Una casa de dos siglos con depósitos de hormigón originales

La bodega ocupa una casa de más de dos siglos de historia en Gaianes, a los pies de la montaña del Benicadell, que ya producía vino y aceite de oliva desde sus orígenes. Los depósitos de hormigón originales, usados para la fermentación, siguen siendo parte fundamental del proceso actual, en lo que sus fundadores describen como una combinación deliberada entre el conocimiento científico más avanzado y el saber tradicional acumulado durante generaciones.
Antes de tener bodega propia, el equipo participó en el proyecto Microvinya, junto al Celler de la Muntanya de Muro, que elaboraba vinos a partir de parcelas pequeñas repartidas por toda la comarca. Ese fue el puente hacia Celler Quàntic, con Joan Cascant, impulsor de Microvinya, sumándose para guiar la nueva etapa.

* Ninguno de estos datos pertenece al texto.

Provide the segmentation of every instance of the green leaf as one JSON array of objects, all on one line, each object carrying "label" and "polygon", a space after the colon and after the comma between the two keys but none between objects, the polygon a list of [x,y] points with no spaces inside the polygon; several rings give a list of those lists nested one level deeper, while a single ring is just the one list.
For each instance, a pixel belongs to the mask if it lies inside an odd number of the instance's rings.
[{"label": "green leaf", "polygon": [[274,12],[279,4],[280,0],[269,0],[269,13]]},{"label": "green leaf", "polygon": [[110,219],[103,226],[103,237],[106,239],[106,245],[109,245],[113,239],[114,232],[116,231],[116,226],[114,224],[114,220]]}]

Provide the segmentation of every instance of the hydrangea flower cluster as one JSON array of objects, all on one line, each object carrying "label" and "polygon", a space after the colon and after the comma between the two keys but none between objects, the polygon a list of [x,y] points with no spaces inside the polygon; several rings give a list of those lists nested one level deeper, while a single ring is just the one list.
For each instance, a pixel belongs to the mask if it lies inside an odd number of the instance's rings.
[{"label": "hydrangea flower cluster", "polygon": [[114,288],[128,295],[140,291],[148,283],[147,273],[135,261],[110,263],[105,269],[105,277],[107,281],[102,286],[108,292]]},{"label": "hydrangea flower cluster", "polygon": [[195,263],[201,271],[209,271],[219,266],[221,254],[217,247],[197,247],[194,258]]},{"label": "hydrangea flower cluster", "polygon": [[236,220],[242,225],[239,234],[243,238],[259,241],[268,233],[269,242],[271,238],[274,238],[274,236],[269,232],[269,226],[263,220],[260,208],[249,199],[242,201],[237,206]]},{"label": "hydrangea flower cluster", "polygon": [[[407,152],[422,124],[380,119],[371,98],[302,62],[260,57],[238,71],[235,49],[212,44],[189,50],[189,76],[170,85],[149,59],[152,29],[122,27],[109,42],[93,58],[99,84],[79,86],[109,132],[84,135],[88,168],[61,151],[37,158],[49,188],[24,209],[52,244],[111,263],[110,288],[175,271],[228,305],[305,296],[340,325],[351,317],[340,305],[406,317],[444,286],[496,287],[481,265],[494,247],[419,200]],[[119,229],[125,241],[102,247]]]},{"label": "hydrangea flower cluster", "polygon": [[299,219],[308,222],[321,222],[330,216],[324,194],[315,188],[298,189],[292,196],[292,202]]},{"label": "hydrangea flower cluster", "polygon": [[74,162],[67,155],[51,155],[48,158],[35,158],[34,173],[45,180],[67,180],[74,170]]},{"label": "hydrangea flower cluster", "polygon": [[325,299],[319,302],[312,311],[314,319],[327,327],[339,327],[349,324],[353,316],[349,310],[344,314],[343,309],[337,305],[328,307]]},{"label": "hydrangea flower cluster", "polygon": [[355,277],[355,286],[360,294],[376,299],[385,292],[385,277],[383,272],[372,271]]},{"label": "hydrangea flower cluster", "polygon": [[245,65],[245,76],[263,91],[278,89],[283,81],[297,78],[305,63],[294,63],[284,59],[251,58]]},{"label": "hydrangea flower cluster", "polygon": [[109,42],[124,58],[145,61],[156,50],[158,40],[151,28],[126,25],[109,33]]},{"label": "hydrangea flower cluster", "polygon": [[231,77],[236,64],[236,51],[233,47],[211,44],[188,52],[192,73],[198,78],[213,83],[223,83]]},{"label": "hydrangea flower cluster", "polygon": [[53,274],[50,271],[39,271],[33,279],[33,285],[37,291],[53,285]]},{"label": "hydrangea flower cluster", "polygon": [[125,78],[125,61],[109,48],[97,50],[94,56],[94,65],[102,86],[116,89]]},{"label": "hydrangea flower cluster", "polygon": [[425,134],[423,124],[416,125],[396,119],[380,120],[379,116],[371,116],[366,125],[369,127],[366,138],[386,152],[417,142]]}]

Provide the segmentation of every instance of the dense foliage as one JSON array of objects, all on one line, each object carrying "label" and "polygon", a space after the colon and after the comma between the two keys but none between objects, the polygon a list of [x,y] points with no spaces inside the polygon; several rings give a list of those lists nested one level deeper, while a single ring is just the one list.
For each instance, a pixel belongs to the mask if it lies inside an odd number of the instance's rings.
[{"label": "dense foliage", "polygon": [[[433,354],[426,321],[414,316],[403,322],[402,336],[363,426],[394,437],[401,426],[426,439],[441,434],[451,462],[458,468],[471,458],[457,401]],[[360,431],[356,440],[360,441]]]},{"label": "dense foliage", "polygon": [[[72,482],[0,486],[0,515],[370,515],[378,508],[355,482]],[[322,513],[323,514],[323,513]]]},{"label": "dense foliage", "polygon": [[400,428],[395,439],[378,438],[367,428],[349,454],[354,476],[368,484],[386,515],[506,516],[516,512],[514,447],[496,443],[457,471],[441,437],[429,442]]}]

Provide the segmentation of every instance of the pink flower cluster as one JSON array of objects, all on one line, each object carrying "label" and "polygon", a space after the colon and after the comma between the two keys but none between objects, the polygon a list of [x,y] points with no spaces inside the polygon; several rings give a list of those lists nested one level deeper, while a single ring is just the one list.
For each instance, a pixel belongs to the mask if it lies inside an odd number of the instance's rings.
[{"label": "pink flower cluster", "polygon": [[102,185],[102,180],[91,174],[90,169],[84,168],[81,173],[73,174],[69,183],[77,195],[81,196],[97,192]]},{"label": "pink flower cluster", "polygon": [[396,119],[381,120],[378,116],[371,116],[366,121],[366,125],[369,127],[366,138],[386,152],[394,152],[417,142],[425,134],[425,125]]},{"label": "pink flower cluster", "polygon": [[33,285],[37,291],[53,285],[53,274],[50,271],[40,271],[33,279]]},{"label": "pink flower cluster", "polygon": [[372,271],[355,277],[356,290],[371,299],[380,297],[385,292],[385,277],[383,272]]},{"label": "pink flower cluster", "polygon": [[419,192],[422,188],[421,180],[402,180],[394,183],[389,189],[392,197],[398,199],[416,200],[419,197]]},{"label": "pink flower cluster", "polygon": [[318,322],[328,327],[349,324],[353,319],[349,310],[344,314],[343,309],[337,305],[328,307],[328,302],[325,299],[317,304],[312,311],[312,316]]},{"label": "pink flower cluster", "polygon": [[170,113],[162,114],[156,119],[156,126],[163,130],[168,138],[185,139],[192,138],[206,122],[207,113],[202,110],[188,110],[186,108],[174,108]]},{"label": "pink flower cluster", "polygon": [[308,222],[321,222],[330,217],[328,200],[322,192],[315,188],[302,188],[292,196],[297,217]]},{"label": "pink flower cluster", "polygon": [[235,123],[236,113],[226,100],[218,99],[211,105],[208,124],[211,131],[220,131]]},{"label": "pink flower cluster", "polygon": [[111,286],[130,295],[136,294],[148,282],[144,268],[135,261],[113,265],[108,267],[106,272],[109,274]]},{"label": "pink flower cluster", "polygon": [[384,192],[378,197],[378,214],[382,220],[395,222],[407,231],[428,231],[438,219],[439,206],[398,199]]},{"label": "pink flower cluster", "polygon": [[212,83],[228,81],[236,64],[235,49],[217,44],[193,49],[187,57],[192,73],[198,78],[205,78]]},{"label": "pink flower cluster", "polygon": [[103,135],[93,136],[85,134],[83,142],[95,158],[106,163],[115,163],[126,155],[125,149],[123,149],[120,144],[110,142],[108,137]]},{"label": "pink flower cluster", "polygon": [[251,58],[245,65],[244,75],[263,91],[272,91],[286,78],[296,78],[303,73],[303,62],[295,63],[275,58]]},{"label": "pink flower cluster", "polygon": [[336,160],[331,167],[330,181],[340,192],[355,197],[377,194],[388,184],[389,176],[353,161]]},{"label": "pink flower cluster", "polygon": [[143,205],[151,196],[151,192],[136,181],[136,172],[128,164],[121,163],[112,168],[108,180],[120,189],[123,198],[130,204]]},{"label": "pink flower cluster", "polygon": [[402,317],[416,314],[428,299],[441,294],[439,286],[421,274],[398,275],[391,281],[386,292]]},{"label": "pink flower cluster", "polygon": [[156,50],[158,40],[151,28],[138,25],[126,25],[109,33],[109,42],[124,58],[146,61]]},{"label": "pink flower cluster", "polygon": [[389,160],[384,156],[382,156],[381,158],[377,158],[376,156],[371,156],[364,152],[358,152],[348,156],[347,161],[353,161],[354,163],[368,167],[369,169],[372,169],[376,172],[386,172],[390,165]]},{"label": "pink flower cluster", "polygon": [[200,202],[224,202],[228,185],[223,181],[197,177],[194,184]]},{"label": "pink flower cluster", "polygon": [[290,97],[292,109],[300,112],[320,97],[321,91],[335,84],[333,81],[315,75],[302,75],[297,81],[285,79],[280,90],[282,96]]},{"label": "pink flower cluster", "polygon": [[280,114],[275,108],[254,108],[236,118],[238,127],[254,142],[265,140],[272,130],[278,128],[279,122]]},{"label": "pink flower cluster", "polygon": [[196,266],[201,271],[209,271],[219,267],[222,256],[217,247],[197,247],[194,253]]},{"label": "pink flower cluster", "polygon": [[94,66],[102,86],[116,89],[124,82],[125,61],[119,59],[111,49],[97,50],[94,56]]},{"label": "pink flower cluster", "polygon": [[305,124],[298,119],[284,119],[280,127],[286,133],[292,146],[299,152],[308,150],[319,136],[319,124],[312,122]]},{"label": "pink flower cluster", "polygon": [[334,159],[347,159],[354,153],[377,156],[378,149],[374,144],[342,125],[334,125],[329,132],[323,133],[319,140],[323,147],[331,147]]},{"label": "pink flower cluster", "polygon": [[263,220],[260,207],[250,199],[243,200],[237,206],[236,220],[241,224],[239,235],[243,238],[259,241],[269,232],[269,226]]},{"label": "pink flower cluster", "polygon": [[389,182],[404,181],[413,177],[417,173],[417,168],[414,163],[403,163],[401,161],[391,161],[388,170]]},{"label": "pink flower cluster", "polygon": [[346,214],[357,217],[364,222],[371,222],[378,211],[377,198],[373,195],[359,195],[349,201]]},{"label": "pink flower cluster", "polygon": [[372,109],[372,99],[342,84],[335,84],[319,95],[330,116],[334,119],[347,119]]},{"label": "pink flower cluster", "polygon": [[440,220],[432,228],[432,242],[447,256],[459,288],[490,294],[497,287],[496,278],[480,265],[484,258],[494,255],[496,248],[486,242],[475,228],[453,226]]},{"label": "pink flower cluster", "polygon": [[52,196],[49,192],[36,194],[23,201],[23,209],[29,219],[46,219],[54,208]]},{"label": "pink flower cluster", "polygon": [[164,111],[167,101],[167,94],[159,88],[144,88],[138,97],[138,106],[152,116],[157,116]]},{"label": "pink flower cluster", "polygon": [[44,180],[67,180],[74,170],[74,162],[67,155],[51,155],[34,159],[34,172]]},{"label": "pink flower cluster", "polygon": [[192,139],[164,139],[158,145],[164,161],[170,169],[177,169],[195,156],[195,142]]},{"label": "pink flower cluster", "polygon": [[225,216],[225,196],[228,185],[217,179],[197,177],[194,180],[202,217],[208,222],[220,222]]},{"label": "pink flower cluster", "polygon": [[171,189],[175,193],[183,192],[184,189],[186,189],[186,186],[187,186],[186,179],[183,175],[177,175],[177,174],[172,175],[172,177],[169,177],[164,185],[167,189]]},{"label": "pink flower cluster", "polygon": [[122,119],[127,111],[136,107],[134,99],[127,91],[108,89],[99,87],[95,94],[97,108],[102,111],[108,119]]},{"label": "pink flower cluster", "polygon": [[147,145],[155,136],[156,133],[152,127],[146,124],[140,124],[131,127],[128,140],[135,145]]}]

Rescatar viñas abandonadas, a pura tierra y crowdfunding
Los viñedos de la bodega están repartidos en pequeñas parcelas de Cocentaina, Alcosser de Planes, Beniarrés y Agres. En esta última localidad, el equipo lanzó una campaña de micromecenazgo para recuperar una parcela en estado de semiabandono, compensando a quienes colaboran con lotes de vino.

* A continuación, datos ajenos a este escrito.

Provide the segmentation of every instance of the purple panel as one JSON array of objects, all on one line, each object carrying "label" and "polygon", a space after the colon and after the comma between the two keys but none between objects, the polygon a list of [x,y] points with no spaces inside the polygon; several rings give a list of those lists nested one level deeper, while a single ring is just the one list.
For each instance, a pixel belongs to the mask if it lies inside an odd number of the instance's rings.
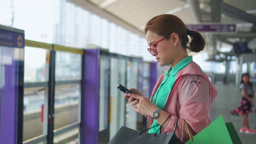
[{"label": "purple panel", "polygon": [[85,50],[82,110],[82,144],[98,142],[100,50]]},{"label": "purple panel", "polygon": [[186,26],[190,30],[200,32],[235,32],[236,24],[191,24]]},{"label": "purple panel", "polygon": [[158,62],[154,62],[150,63],[150,96],[152,94],[152,92],[153,92],[153,89],[156,81],[157,81],[157,65]]},{"label": "purple panel", "polygon": [[13,60],[14,49],[2,50],[2,56],[11,58],[12,62],[3,63],[2,57],[0,144],[16,144],[18,63]]}]

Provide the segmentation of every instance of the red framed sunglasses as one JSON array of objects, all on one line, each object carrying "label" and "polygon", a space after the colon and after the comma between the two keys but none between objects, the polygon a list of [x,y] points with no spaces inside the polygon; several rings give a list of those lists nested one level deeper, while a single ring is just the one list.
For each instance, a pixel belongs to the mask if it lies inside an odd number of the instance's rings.
[{"label": "red framed sunglasses", "polygon": [[149,48],[148,48],[148,52],[149,52],[149,53],[150,53],[151,54],[152,54],[152,52],[157,53],[157,50],[156,49],[156,44],[157,44],[157,43],[161,42],[161,41],[164,40],[165,38],[163,38],[158,41],[154,43],[150,44],[149,46]]}]

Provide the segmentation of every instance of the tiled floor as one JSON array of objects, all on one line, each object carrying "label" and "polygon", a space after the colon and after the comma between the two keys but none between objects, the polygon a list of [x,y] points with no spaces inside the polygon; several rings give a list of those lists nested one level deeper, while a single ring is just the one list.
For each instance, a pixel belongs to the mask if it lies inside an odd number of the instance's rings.
[{"label": "tiled floor", "polygon": [[[236,88],[234,85],[218,84],[215,86],[218,90],[218,95],[211,109],[210,119],[212,122],[222,115],[225,122],[233,123],[243,144],[256,144],[256,134],[240,134],[239,132],[241,127],[242,116],[234,116],[229,112],[230,110],[238,107],[240,104],[242,96],[241,90]],[[256,98],[254,99],[254,102],[256,104]],[[249,114],[248,120],[251,127],[254,128],[256,127],[255,107],[252,108],[253,112]],[[103,137],[106,135],[102,135]],[[108,140],[107,138],[100,138],[101,140],[100,140],[99,144],[105,144],[108,142],[106,141]],[[102,140],[104,139],[105,140]]]},{"label": "tiled floor", "polygon": [[[216,85],[218,92],[218,96],[212,106],[211,120],[212,122],[220,115],[222,115],[225,122],[232,122],[237,130],[243,144],[256,144],[256,134],[240,134],[239,130],[241,128],[242,116],[234,116],[231,114],[230,110],[239,106],[242,96],[240,90],[237,89],[234,85]],[[256,100],[254,99],[254,103]],[[248,120],[252,128],[256,127],[255,107],[252,108],[253,112],[249,115]]]}]

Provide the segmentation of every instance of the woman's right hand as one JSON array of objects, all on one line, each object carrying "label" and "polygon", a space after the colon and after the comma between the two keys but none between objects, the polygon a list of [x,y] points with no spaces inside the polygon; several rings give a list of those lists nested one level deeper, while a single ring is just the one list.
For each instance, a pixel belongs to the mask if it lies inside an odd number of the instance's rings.
[{"label": "woman's right hand", "polygon": [[[138,95],[141,96],[143,96],[143,95],[142,94],[141,92],[140,92],[138,90],[137,90],[134,88],[130,88],[129,90],[133,92],[136,94],[137,94]],[[138,100],[136,100],[134,101],[133,98],[132,97],[130,97],[130,96],[127,96],[127,93],[124,94],[124,98],[128,99],[128,102],[130,103],[131,103],[131,105],[132,105],[132,106],[133,107],[134,107],[134,106],[136,104],[137,104],[137,103],[138,103],[139,102]]]}]

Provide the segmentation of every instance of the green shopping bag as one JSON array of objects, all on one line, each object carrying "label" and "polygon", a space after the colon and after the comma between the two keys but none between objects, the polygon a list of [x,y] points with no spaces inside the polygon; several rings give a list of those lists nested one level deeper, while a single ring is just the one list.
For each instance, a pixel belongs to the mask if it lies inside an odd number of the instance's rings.
[{"label": "green shopping bag", "polygon": [[224,122],[222,115],[199,133],[187,141],[186,144],[237,144],[242,142],[232,122]]}]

Juan Fuster fue claro sobre el objetivo del proyecto: no lo hacen por negocio, sino por la cultura del vino, y por la vocación de recuperar parcelas abandonadas, considerando no solo su valor agrario sino también su capacidad de funcionar como cortafuegos naturales frente a los incendios forestales, algo que ya se comprobó en episodios recientes en la región.
Dónde entra realmente la ciencia en todo esto

Fuster aclara que la física cuántica en sí misma no se aplica directamente a la elaboración del vino, pero remarca que el equipo se rodea de ingenieros agrónomos y biólogos que los ayudan a entender mejor las capacidades de las viñas: cómo podarlas y cómo aprovechar de forma más eficiente los recursos naturales disponibles, orientando las cepas para que capten mejor el sol y las características del suelo. La bodega, además, cede sus propias parcelas a estos investigadores para que puedan desarrollar ahí sus propios proyectos científicos.
Joan Cascant, que participa activamente en el proyecto, defiende esa misma filosofía: considera vital recuperar y mantener los viñedos de la comarca, adaptándolos para enfrentar fenómenos cada vez más adversos como el cambio climático, sin dejar de lado la elaboración de vinos de calidad como objetivo final.
Etiquetas que son un homenaje a la física
Cada etiqueta de los vinos de Celler Quàntic rinde homenaje a la ciencia. El primer vino producido, todavía antes de constituirse como bodega profesional, se llamó San Cristóbal, en referencia al primer viñedo. Después llegaron nombres vinculados a la física de partículas, como Elipse, Higgs, Top, Charm y Partículas Elementales, hasta que el nombre h-bar (en referencia a la constante de Planck) se consolidó como el más práctico, dada la cantidad de vino producida en cada añada.
Hoy, uno de los tintos sigue llamándose El.Lipse, mientras que otros dos, bautizados como Quàntic, rinden homenaje respectivamente a Max Born, premio Nobel de Física en 1954, y a Lise Meitner, física nuclear austriaca pionera de la radioquímica. La producción del año pasado alcanzó las 5.000 botellas de blanco y 7.000 de tinto, con el objetivo de crecer un 50% en la próxima añada gracias a la incorporación de nuevas parcelas recuperadas.